Stadswandelen op Tenerife: verrassend veelzijdig
Het is vast niet het eerste waar je aan denkt bij een (wandel)vakantie op het Canarische eiland Tenerife: een stadswandeling. Toch is het zonde om de steden te negeren en alleen te kiezen voor de natuur. De vier grotere steden van Tenerife zijn namelijk stuk voor stuk zeer de moeite waard. En vanuit de meeste plaatsen wandel je na afloop zo weer de natuur in! Maak kennis met Santa Cruz, La Laguna, Puerto de la Cruz en La Orotava.
Tekst: Tineke Zwijgers
Foto’s: Dorien Koppenberg
Santa Cruz: moderne architectuur
Santa Cruz de Tenerife is de meest stadse plek van het eiland, waar het altijd bruist, een moderne wind waait, jaarlijks het carnaval plaatsvindt en waar je meer Tenerfiños dan toeristen tegenkomt. Deze wandeling voert je langs de mooiste plekjes in de stad. Je start de wandeling op de boulevard bij de Botanische tuinen, gebouwd op een voormalige vuilnisbelt. Na een waterpark van de beroemde kunstenaar César Manrique kom je bij het opvallende concertgebouw van architect Santiago Calatrava. Is het een schelp, spinnaker, ruimteschip, reptiel uit een sciencefictionfilm? Kijk maar rond en laat je fantasie erop los!
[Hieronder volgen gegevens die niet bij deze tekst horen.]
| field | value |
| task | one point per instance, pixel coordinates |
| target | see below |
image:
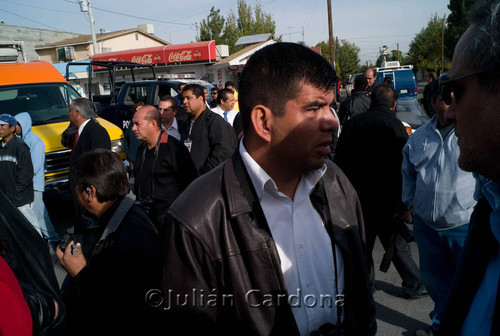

Via Plaza de España kom je in de oude stad van Santa Cruz. Verwacht hier geen historische sfeer want ook hier vind je eigentijdse kunst. Zoals het kunstmatige meer, met zijn witte bodem en blauwgroene water. Of TEA, het belangrijkste kunstcentrum en de bibliotheek van Tenerife. Enkele fraaie kerken en de overdekte markt tegenover TEA houden de historie in ere tussen al het moderne.
La Laguna: de oude dame
San Cristóbal de la Laguna, zoals de stad voluit heet, was ooit de hoofdstad van Tenerife. Ze ontleent haar naam aan het zoetwaterbekken waarlangs de Spaanse veroveraars haar in 1494 stichtten. Eind 18de eeuw verhuisde de regeringszetel naar het meer strategisch gelegen Santa Cruz de Tenerife. Maar nog altijd geldt La Laguna als de culturele en religieuze hoofdstad van het eiland.
Je leert haar het best kennen tijdens een wandeling door het historisch centrum, tussen Plaza del Adelantado en Plaza de la Concepción. De sfeer is opvallend intiem, met smalle straatjes, steegjes en pleintjes, kleurig geschilderde huizen en de relaxte sfeer die hoort bij een studentenstad. La Laguna huisvest de enige universiteit van de Canarische Eilanden. Overal vind je hippe bars en restaurants, gezellige terrassen en winkeltjes. Zoals in Calle San Augustín. Aan deze autovrije straat vind je ook kleurrijke Canarische landhuizen. Eén ervan, Casa Lercaro op nummer 22, herbergt het historisch museum van Tenerife. De voertaal is er Spaans, maar de audiogids legt je alles uit in het Engels.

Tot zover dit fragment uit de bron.